The solution is implemented incrementally. A probabilstic model is formulated that makes the following initial set of assumptions about the data and problem:

  1. A candidate has either mastered each skill or not.
  2. Before seeing any test results, it is equally likely that a candidate does or doesn’t have any particular skill.
  3. If a candidate has all of the skills needed for a question, then they are likely to make a mistake once in ten times -- a 90% right answer probability.
  4. If a candidate doesn’t have all the skills needed for a question, they will pick an answer at random. Hence, there’s a one in five chance that they get the question right -- a 20% right answer probability, assuming a uniform guessing distribution of course!
  5. Whether the candidate gets a question right depends only on what skills that candidate has, and not on anything else.

Note

Assumptions C and D essentially give rise to a model parameter each, and they can be tuned to better mimic a "realistic" scenario.
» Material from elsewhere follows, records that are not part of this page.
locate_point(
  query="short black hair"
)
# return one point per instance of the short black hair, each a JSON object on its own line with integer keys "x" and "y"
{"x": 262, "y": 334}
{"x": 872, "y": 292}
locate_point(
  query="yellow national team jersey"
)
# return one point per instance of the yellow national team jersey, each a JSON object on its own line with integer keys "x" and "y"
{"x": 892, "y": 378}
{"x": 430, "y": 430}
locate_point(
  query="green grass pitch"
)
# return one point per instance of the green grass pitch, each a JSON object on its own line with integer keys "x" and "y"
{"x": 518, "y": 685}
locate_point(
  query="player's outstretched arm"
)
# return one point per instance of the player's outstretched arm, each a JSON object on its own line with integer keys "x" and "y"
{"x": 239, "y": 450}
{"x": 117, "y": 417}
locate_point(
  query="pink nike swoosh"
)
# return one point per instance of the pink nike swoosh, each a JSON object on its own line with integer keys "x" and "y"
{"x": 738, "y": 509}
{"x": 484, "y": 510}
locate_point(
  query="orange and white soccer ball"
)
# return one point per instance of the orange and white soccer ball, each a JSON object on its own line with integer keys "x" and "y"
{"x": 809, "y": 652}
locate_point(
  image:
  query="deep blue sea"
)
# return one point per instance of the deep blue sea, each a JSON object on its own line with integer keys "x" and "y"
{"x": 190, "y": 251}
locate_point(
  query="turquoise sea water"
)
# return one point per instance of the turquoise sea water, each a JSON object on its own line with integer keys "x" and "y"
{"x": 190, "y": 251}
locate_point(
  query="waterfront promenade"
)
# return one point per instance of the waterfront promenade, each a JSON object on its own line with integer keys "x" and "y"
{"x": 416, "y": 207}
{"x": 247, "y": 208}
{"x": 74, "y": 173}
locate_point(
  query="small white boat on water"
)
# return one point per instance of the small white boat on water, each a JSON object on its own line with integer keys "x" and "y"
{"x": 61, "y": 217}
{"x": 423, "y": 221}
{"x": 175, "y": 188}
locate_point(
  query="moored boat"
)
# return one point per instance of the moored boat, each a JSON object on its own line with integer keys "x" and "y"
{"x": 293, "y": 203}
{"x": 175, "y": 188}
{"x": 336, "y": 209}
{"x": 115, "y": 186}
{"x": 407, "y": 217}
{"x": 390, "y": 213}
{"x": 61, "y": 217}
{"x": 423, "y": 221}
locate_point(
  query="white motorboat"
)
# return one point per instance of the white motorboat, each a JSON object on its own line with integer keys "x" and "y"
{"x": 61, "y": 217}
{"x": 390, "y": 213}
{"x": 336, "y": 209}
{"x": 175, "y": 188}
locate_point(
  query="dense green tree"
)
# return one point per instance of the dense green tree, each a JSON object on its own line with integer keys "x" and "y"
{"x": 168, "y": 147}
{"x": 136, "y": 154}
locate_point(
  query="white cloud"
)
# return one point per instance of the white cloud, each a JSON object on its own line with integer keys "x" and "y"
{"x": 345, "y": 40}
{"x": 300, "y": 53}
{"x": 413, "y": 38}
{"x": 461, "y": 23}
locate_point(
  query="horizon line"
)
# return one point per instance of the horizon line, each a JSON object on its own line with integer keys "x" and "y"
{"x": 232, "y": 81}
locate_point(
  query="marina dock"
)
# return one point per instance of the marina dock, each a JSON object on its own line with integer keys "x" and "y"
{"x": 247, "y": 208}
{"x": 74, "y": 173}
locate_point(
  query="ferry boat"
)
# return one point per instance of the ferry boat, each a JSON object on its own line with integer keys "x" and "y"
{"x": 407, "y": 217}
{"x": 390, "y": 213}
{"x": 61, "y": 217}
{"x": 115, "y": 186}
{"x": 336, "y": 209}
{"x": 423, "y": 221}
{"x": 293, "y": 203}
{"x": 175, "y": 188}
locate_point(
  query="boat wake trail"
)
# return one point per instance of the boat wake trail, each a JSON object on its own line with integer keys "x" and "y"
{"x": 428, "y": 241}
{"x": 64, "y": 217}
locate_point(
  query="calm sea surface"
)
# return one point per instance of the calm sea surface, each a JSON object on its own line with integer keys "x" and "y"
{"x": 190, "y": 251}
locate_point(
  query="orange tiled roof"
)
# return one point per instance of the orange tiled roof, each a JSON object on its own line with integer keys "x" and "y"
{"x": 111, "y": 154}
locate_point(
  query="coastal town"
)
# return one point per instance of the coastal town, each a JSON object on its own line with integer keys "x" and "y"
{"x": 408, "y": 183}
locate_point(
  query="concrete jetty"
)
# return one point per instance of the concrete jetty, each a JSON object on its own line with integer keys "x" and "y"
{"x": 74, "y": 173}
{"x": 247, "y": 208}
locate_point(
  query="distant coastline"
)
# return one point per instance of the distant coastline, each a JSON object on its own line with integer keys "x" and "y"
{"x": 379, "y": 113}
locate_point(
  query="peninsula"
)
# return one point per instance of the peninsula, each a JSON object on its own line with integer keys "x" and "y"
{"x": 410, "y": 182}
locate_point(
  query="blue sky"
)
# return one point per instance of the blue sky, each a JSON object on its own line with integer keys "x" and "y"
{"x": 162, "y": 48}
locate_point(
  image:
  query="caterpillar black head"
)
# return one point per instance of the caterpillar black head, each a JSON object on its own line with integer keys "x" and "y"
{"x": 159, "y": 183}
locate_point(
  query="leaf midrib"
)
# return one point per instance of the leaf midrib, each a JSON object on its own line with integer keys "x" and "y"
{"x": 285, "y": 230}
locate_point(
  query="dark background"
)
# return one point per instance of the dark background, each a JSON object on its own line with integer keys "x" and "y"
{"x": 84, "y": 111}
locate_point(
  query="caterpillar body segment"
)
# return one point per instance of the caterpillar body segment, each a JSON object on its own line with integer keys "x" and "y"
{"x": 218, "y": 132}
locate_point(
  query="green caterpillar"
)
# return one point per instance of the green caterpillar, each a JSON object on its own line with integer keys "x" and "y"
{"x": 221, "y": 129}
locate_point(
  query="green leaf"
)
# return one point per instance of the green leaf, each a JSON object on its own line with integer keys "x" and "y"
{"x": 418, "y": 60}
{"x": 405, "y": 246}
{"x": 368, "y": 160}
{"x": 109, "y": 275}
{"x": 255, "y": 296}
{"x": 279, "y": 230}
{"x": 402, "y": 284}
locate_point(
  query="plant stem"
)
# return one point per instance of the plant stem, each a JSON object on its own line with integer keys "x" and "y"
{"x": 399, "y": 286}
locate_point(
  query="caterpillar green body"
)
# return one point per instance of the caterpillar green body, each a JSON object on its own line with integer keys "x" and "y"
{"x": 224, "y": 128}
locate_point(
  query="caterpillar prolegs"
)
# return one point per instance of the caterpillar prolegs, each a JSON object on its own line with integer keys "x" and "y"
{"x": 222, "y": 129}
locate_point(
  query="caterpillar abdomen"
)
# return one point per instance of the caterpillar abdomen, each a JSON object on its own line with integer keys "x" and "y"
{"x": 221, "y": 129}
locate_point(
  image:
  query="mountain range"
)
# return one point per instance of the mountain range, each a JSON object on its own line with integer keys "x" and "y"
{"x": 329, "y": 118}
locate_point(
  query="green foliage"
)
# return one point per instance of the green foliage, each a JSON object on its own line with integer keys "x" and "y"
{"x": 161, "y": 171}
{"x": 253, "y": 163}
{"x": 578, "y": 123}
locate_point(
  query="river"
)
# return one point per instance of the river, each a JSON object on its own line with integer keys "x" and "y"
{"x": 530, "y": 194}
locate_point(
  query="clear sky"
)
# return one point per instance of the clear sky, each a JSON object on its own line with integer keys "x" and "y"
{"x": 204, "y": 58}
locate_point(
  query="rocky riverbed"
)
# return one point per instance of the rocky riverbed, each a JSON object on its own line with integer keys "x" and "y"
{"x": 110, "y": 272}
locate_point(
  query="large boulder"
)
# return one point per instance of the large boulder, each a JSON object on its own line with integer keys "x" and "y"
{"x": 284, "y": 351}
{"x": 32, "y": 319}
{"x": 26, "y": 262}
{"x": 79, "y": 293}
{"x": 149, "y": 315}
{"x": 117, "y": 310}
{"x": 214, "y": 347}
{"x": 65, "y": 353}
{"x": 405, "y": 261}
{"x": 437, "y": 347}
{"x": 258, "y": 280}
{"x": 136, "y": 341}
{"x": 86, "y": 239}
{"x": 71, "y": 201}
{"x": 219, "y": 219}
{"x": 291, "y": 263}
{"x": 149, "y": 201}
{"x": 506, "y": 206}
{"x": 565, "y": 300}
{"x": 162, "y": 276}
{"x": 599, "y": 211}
Accordingly, going from solution steps A through to D below, the model complexities increase and the assumptions become more relaxed.

Solution Step A: Non-Vectorized Primitive Models

  • The non-vectorized models are primitive implementations based on small subsets of data.
  • They capture all possible candidate response combinations.
  • They provide a way to intuitively ensure that the model is foundationally right, and that the assumptions and inference workflows are valid.

Three-question model

Link to three-question model implementation.

  • Modeled for 2 skills assessed through 3 questions.
  • These are skills 1 and 7; and questions 1 through 3 on the skill-question heatmap.
  • Factors and evaluates skill probabilities for all possible response combinations.

The following factor graph represents the model and message flow for the three-question scenario.

3q-factor-graph

Four-question model

Link to four-question model implementation.

  • Modeled for 2 skills assessed through 4 questions.
  • These are skills 1 and 7; and questions 1 through 3 on the skill-question heatmap.
  • Factors and evaluates skill probabilities for all possible response combinations.

The following factor graph represents the model and message flow for the four-question scenario.

4q-factor-graph

Solution Step B: Baseline Vectorized Model

Link to baseline implementation on complete dataset.

  • This is the first realisitic models that uses the complete dataset for inference.
  • It still carries the original modeling assumptions.
  • The implementation uses matrix operations for message passing and inference to manage larger datasets effectively and to optimize for a GPU.

The following three-feature heatmap represents the correct and incorrect reponses of the 22 candidates to the 48 questions. question-response-map

In the figure,

  • White blocks represent questions answered correctly, where colored boxes represent incorrect responses.
  • The colors tag each incorrect response with the skills required to answer them.
  • The heatmap helps visually and qualitatively assess, which candidate likely lacks what skills.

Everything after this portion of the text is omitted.